Association of Cardiovascular Risk Trajectory With Cognitive Decline and Incident Dementia

Abstract

Background and objectives: Cardiovascular risk factors have a recently established association with cognitive decline and dementia, yet most studies examine this association through cross-sectional data, precluding an understanding of the longitudinal dynamics of such risk. The current study aims to explore how the ongoing trajectory of cardiovascular risk affects subsequent dementia and memory decline risk. We hypothesize that an accelerated, long-term accumulation of cardiovascular risk, as determined by the Framingham Risk Score (FRS), will be more detrimental to cognitive and dementia state outcomes than a stable cardiovascular risk.

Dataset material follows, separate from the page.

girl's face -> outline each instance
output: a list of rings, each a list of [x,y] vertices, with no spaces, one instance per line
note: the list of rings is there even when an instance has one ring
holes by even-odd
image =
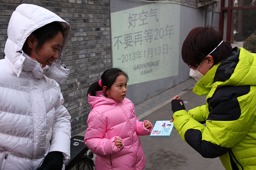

Methods: We assessed an initially healthy, community-dwelling sample recruited from the prospective cohort Betula study. Cardiovascular disease risk, as assessed by the FRS, episodic memory performance, and dementia status were measured at each 5-year time point (T) across 20 to 25 years. Analysis was performed with bayesian additive regression tree, a semiparametric machine-learning method, applied herein as a multistate survival analysis method.

Results: Of the 1,244 participants, cardiovascular risk increased moderately over time in 60% of sample, with observations of an accelerated increase in 18% of individuals and minimal change in 22% of individuals. An accelerated, as opposed to a stable, cardiovascular risk trajectory predicted an increased risk of developing Alzheimer disease dementia (average risk ratio [RR] 3.3-5.7, 95% CI 2.6-17.5 at T2, 1.9-6.7 at T5) or vascular dementia (average RR 3.3-4.1, 95% CI 1.1-16.6 at T2, 1.5-7.6 at T5) and was associated with an increased risk of memory decline (average RR 1.4-1.2, 95% CI 1-1.9 at T2, 1-1.5 at T5). A stable cardiovascular risk trajectory appeared to partially mitigate Alzheimer disease dementia risk for APOE ε4 carriers.

Discussion: The findings of the current study show that the longitudinal, cumulative trajectory of cardiovascular risk is predictive of dementia risk and associated with the emergence of memory decline. As a result, clinical practice may benefit from directing interventions at individuals with accelerating cardiovascular risk.

Figure 1. Overview of Sample Size Over Test Sessions and Number of Participants Characterized as Having Accelerated, Average, or Stable FRS Trajectories

FRS = Framingham Risk Score.

Figure 2. CVD Risk (Percent Within a 10-Year Period) at Each 5-Year Assessment Over 25 Years for Groups With Accelerated, Average, and Stable CVD Risk Trajectories

Shaded areas represent 95% credible intervals. CVD = cardiovascular disease.

Figure 3. AD and VaD Incidence Across 25 Years in Older Individuals With Differing CVD Risk Trajectories

Higher incidence of Alzheimer disease (AD) (A) and vascular dementia (VaD) (B) across 25 years in older individuals (≥70 years of age at study inclusion) with accelerated (n = 57) compared to stable (n = 92) and average (n = 94) cardiovascular disease risk trajectories. Shaded areas represent 95% credible intervals.

Figure 4. AD Incidence for APOE e4− and APOE e4+ Participants With Differing CVD Risk Trajectories

Incidence of Alzheimer disease (AD) is elevated in (A) APOE ε4− (accelerated n = 39, average n = 62, stable n = 74) and (B) APOE ε4+ participants (accelerated n = 18, average n = 32, stable n = 18) and highest in individuals with accelerated cardiovascular disease risk trajectories. Shaded areas represent 95% credible intervals.

Figure 5. Higher Incidence of EM Decline Events Across 25 Years in Younger Individuals (Aged 35–65 at Study Inclusion) With Accelerated Compared to Stable CVD Risk Trajectories

Accelerated n = 163, average n = 656, stable n = 182. Shaded areas represent 95% credible intervals. CVD = cardiovascular disease; EM = episodic memory.